When retraining the MobileNet 1.0 model, the data resulting from the training in the test images are shown in the last column; the final accuracy in the test images is the most critical metric of neural networks. A slight improvement of 0.4% can also be observed in this test with the resized processed images.

3.5.3. Third Evaluation

This evaluation analyzes the result of the average sum of 500 images that were not aligned with our method and 500 images that, if recorded, the images were evaluated included pneumonia. As shown in Figure 4 on the left side, the average sum of the original images without the registration process is shown. On the right side, it is shown that when the images are recorded, the thorax occupies a greater area in the average image, eliminating unnecessary information, which allows better detection. The dark areas that correspond to the lungs are more evident. Average image of 500 raw samples and average image of the thorax recording the samples by the proposed method using CNNs are shown in Figure 4.

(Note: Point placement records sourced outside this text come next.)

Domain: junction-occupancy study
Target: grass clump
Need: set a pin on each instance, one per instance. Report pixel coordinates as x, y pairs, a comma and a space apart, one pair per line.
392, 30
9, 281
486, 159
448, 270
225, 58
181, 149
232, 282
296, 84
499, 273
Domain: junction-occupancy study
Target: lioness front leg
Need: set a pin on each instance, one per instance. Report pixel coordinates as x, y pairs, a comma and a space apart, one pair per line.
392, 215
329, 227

The following histogram shows the frequency in pixels with which the different intensity levels appear in the previous images and the intensity level is in the range from 0 to 255, where the value 0 represents the black color and 255 the color white; observing the histogram, it is appreciated how the illumination intensity is provided more equitably in the average image of the images processed by the registration algorithm. The following histogram shows (Figure 5) the frequency in pixels with which the different intensity levels appear in the previous images and the intensity level is in the range from 0 to 255, where the value 0 represents the black color and 255 the color white; observing the histogram, it is appreciated how the illumination intensity is provided more equitably in the average image of the images processed by the registration algorithm.

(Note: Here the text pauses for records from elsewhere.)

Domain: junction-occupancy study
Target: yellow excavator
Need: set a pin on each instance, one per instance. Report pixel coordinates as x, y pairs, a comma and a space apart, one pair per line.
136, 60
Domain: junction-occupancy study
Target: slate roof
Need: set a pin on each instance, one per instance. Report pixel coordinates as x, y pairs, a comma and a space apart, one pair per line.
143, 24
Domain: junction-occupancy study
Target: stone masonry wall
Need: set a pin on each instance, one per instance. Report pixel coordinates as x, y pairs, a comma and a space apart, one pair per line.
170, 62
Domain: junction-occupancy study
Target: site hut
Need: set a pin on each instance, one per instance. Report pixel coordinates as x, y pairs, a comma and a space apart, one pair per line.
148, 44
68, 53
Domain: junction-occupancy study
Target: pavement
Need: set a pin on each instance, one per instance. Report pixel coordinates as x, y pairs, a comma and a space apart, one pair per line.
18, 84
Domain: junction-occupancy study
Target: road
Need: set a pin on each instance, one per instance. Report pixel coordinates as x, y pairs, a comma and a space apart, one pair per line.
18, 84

A similar test is performed with 500 images (Figure 6) but without pneumonia. Note that the average image obtained by recording the images also improves the definition of the features, making it less blurred in the section of the lungs.

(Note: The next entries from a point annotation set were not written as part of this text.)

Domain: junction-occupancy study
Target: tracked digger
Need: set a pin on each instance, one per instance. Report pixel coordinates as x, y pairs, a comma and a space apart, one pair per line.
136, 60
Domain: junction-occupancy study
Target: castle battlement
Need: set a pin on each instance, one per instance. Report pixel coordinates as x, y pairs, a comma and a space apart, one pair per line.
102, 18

The following histogram shows the frequency in pixels with which the different intensity levels appear in the previous images and the intensity level is in the range from 0 to 255, where the value 0 represents the black color and 255 the color white; observing the histogram shows how the illumination intensity is provided more equitably in the average processed images. This evaluation, which is carried out by calculating the average sum of 500 images (Figure 5), is shown in the first case (images with pneumonia) that there is cloudiness in the area of the lungs. The second case (images without pneumonia) shows that the cloudiness decreases, and the details are better appreciated in the average image. In both cases, registering chest X-ray images using CNN delimits the images to take better advantage of the information in the images.

4. Conclusions

Image registration is the process that seeks the geometric transformation to align two images in the best possible correspondence; this section focuses on a registration proposal using CNNs and principal component analysis. The results can be seen visually in the previous section. The proposed method eliminates unnecessary information and better delimits the thorax region. Regarding the evaluation regarding the classification of types of pneumonia in X-ray images, although the improvement is marginal by preprocessing the images with the registration method, the results suggest that it is necessary to improve the preprocessing to reveal the physiological details of the associated patterns to each type of pneumonia. In a future work, we propose using the PCA (principal component analysis) to decompose the X-ray images to form pseudo color images before the CNN input layer to detect the spine, which requires a decomposition in the images.

Data Availability

The data underlying the results presented in the study are available within the manuscript.

Conflicts of Interest

The authors declare that they have no conflicts of interest.